> we build in verification and deterministic checks, so customers can confirm it was done right
I didn't see this in your demo, how is this being implemented? You're entering fairly important information into EHRs like allergies and medications, that's more than just high-stakes, that's medical malpractice territory. I think you folks are really pushing the limits of the FDA's medical device exemptions for administrative work here. Are you working with the FDA on any kind of AI medical device certification?
What EHRs do you integrate with?
arcb 2 days ago [-]
Great questions. You're right that this is a high-stakes domain. Today, we only perform data entry in cases where we can deterministically verify that the information was correctly entered.
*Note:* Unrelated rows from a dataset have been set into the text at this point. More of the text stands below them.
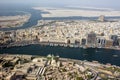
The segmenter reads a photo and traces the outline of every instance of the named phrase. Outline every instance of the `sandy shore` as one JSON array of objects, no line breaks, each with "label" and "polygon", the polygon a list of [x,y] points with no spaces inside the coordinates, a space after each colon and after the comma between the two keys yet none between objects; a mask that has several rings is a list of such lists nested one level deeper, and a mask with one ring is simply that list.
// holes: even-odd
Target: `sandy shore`
[{"label": "sandy shore", "polygon": [[48,13],[43,13],[42,17],[96,17],[100,15],[105,16],[120,16],[120,11],[95,11],[95,10],[81,10],[81,9],[64,9],[64,8],[49,8],[49,7],[33,7],[36,10],[41,10]]}]

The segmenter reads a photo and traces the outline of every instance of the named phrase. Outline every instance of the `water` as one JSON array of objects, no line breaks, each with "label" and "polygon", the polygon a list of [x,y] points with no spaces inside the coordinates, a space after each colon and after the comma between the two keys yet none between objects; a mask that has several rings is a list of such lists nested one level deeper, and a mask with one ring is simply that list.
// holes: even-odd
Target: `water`
[{"label": "water", "polygon": [[[63,58],[71,58],[78,60],[99,61],[100,63],[111,63],[120,66],[120,51],[108,49],[83,49],[70,47],[51,47],[41,45],[29,45],[24,47],[12,47],[1,49],[0,53],[11,54],[30,54],[47,56],[48,54],[59,55]],[[116,57],[114,55],[117,55]]]},{"label": "water", "polygon": [[[9,30],[18,30],[18,29],[25,29],[32,26],[35,26],[38,20],[97,20],[98,17],[82,17],[82,16],[70,16],[70,17],[53,17],[53,18],[43,18],[41,13],[47,13],[40,10],[34,10],[30,6],[20,6],[20,5],[0,5],[0,16],[14,16],[14,15],[24,15],[24,14],[31,14],[31,17],[27,23],[22,26],[14,27],[14,28],[0,28],[2,31],[9,31]],[[120,19],[120,16],[117,17],[106,17],[106,19]]]},{"label": "water", "polygon": [[23,14],[31,14],[31,17],[27,23],[25,23],[22,26],[15,27],[15,28],[1,28],[2,31],[8,31],[8,30],[17,30],[17,29],[25,29],[32,27],[37,24],[37,21],[40,20],[41,12],[38,10],[34,10],[31,7],[19,7],[19,6],[12,6],[12,7],[4,7],[0,6],[0,16],[14,16],[14,15],[23,15]]}]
Otherwise, we fail the task and flag it to the team. Re how - in the data entry case, we compare our source and destination data. For example, a JSON entry in our source must be present, without transformation, in the appropriate section of the EHR, verified by OCR. I'm taking a note to add this to our video. We also wouldn't take on anything close to diagnosis or treatment
We're also not operating autonomously: 100% of our outputs are reviewed by the clinical team shortly after entry, as part of their regular process. That feedback loop is essential, both for safety and for evolving the system responsibly.
Amongst EHRs we currently work with Athena, though we do a lot of work on isolated file stores that our customers create for us.
2 days ago [-]
ljm 2 days ago [-]
How do you deterministically verify that information was correctly entered?
Is it just
validates :email, format: :email
In Rails?
arcb 2 days ago [-]
It depends on the source and destination. The trickiest case is when we're using browser agents for data entry. We can use the fact that we focus on repetitive tasks to our advantage - we know what sections of UI we need to check, and for what data. We can verify correctness by re-extracting data from the destination UI (via the DOM or OCR) and checking:
That all expected fields were entered correctly.
That no unexpected or extraneous data was added.
When we have access to a direct data source (like an API or file store), verification is simpler — we can do deterministic checks and directly confirm the values.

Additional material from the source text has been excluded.